Saturday 14 July 2012

Tales of the past 3




These are the “Sunday” driving reins, for sledges, made approx. 1880. Here reins were usually made in tablet weaving technic as it gives really thick and strong material. Actually as a belt it feels a bit too thick but for durability of reins – just perfect. 

Tablet weaving with cards is traceable to the early Iron Age. The warp yarn is threaded through flat squares of wood that control the direction of the lift. Various patterns are created by the direction of the turn of the tablet or square. 


Actually these reins also has a story to tell. My grand-grand-grand-aunt was driving sledge in 1889, with 3 horses and was speeding. Yes, they were speeding even then!. She didn't took the corner right, sledge turned over and hit her on the back. Her backbone was broken but she manage to survive, drive home and spent in bed another 6 months after the accident until she gave up. She was 83 then. The reins were kept as a reminder that sometimes even the skilled can loose reins...  

Sometime when I think about my family's ladies of the past I feel shame about all the fun I am missing. They really lived in full force, these old ladies of the past. 






If my great grandma managed to weave a long posh reins, my grandma already had different interests so only few samples had been left, made by her. Her childhood fell in WWI and later there were no much need for Sunday reins anymore, priorities were sheets and towels...  But still - for learning purposes - they needed to do a bit of this and that - who knows what they might need later.... 

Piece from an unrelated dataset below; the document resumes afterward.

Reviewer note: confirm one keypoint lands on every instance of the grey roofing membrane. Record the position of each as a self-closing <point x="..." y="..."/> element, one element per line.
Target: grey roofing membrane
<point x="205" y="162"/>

And by this reason my grandma also showed me how to do things as well. Just for the knowledge bit... so its not lost... I was not able to find any tablet woven samples done by me but I remember how I was making them as a child. But I find one in other technic, done on pencils. 
 
So now there are samples of 3 generations in one post. Sadly my mum missed all this fun - her childhood fell in WWII when were different priorities and later she went to college and the right time was lost - she barely learnt how to knit only but never enjoyed that. She was sewing a lot instead. And made many, many other things.